Thursday, July 12, 2012

Gemstones: Malachite

I fell in love with Malachite a few months ago: its vivid green colour and its deep lines makes it extremely alluring for me. I wanted to learn more about it, so a trip to the library ended with me bringing back 6 different books on gemstones, one with stories, incredible stories from long ago.
Malachite pendant (wire-wrapped in Sterling Silver)

Malachite gets its name from Greek (like half of the gemstones, probably), from the word 'moloche', which means mallow, having the colour of mallow leaves. It has been used by Greeks and Romans mostly as a decor material: they built sculptures and vases, as well as decorate floors and walls with Malachite. During the Bronze Age Malachite has been crushed into powder and used as a green pigment in paints, eye make-up (which has been invented by Egyptians over 5,000 years ago!), glazes and dyes for glass. The Russian Czars used it for decor, sculptures, as well as in jewelry. Faberge, the well-known jeweler of the Russian Court, created exquisite pieces (miniatures, his amazing Imperial eggs, the gorgeous boxes) using Malachite and many other gemstones.

It is one of the most important minerals in mankind history: as a ore of copper, our ancestors discovered that heating malachite will reduce it to copper. From this discovery was born the metallurgy: people would mine, melt, and forge metals.

Today Malachite is used primarily as a gemstone, in jewelry and ornaments - the large deposits from the Ural mountains (Russia) are close to becoming depleted, and the gemstone is becoming more rare (thus more pricey).

From antiquity people believed malachite is a precious talisman for the protection of children, and for protection against all evil. It also appears in the Bible: along with the stones assigned to each one of the 12 tribes of Israel, temples were promised to be built and decorated with Malachite and other precious stones. In the Middle Ages it was used extensively as a decor stone: the floor of San Marco Cathedral, in Venice has been decorated (by artisans that worked over 500 years) with mosaics made of lapis lazuli, malachite, and other gemstones.

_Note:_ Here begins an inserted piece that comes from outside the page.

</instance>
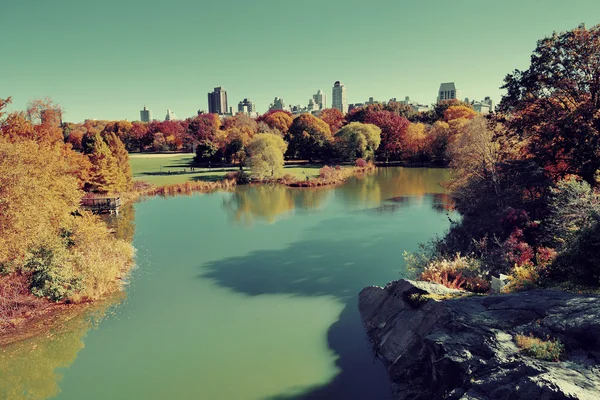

Malachite is known as 'the mirror of the soul' and its powers are said to help recovery from physical or emotional illness. It is believed it will help the wearer find the cause of his/her fears and resentments, and to release negative emotions. A very useful stone, Malachite is said to protect the wearer against accidents, thus it is called 'the traveler stone'. With its ability to protect against all evil, it is also used to promote success in business.

Even if you don't believe in its properties - Malachite is a beautiful stone to wear and to admire!


  1. wonderful post! Malachite is one of my favorite stones! it was the first gift my husband gave me .. a string of Malachite

    1. Oh, that's so beautiful! The pendant you see in the picture has been a gift too, from my SIL :)
      Thanks for stopping by.

  2. Oh, e una din "pietrele" pentru care am o mare , mare slăbiciune, indiferent sub ce formă se află !

  3. I just love malachite! Another stone that I really like azurite which is a rich blue.

    1. Oh, yes - give me anything that's blue and I will pretty much love it :) Thanks for stopping by!